The importance of microbiota-driven intestinal barrier dysfunction in HIV-associated metabolic syndrome was suggested in a recent study of Gelpi et al. (23), which found that metabolic syndrome in HIV-infected individuals was correlated with an HIV-associated gut microbiota. This microbiota was characterized in part by a decrease in butyrate-producing bacteria, including Coprococcus and Butyrivibrio. Consistent with this finding, we found that multiple Coprococcus OTUs were selected as important predictors of the metabolic disease score and that they also negatively correlated with LBP. Butyrate is well known to have beneficial effects on intestinal barrier function (85 –94), and low levels of intestinal butyrate producers have been previously associated with microbial translocation and immune activation in PLWH (95). The study of Gelpi et al. (23) also found increased levels of bacteria in the Desulfovibrionaceae family to be linked with HIV-associated metabolic syndrome. These bacteria produce hydrogen sulfide, a compound that can compromise the intestinal mucus layer by reducing disulfide bonds (96). Further supporting that microbes that may compromise the mucus layer can impact barrier function in this context, we found Dorea sp., which encodes the genes required to utilize the canonical sialic acid Neu5Ac as a carbon source (97), to be an important predictor of the metabolic disease score and to positively correlate with LBP. Hyposialylated intestinal glycans have previously been linked with higher abundance of glycan-degrading species and higher levels of microbial translocation in HIV-infected individuals (98). Taken together, these results suggest that impaired metabolic health in HIV-positive and -negative MSM may be influenced by impaired intestinal barrier linked with both protective and detrimental metabolic activity of intestinal bacteria.

In our metabolomic analysis, we identified 150 metabolites in blood that correlated with the metabolic disease score.

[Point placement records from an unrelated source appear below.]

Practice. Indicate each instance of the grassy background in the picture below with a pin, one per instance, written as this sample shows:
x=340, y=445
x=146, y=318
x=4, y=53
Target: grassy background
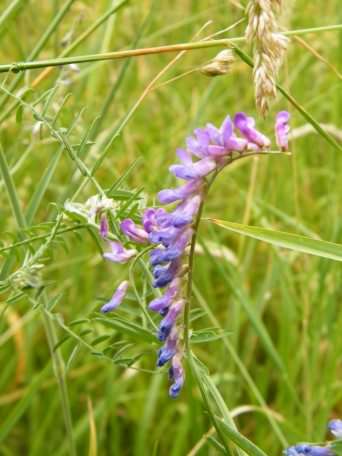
x=243, y=286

To identify compounds whose prevalence may be related to the gut microbiome, we used two complementary approaches. First, we used the bioinformatics tool AMON (47), which allows us to specifically evaluate which compounds could have been directly produced by the gut microbiome but is limited by a lack of KEGG annotations for many compounds. Second, we measured which compounds changed in relative abundance in GF versus mice colonized with feces from our study cohort, which can identify microbial influence in unannotated compounds but cannot differentiate between direct production/consumption by microbes versus indirect influence. These results will also be influenced by physiological differences between mice and humans and incomplete colonization. Although these weaknesses may have led us to underestimate which of the 150 metabolic disease associated compounds may have been related to the microbiome, it still identified compounds that supported a mechanistic link between gut microbes, metabolites, and metabolic disease in HIV-infected individuals on ART.

First, we found a negative correlation between the microbially produced noncanonical amino acid, dehydroalanine, and metabolic disease score. Dehydroalanine is a component of lantibiotics that are active against Gram-positive bacteria. Second, we found a positive correlation with bacteriohopane-32,33,34,35-tetrol. This compound is a lipoxygenase inhibitor that prevents the formation of hydroxyicosatetraenoic acid and various leukotrienes from arachidonic acid (99), which have been linked with the development of cardiovascular disease and metabolic syndrome (100). This association of a potentially protective metabolite with an increase in metabolic impairment seems counterintuitive; however, it may be indicative of larger systemic changes in arachidonic acid metabolism. Third, we identified a PC and a PE associated with both the microbiome and the metabolic disease score. Changes in PCs and/or PEs have been previously implicated in atherosclerosis, insulin resistance, and obesity (51). AMON analysis indicated that both PCs and PEs can be synthesized by intestinal bacteria; however, these compounds can also be synthesized in the host and may be found in the diet. In our analysis, however, PE(18:1/20:1) levels were higher in colonized compared to GF mice indicating that intestinal bacteria do influence overall levels despite diverse potential sources. Finally, we observed increased levels of several plasma triglycerides in the humanized compared to GF mice, including two plasma triglycerides that were significantly associated with metabolic disease score. This confirms the influence of the gut microbiome on host plasma triglycerides (101 –103). However, we did not find any strong associations between these triglycerides and specific microbes within our data set, indicating a potential need for studies conducted in larger cohorts or with shotgun metagenomics to look for functional correlates.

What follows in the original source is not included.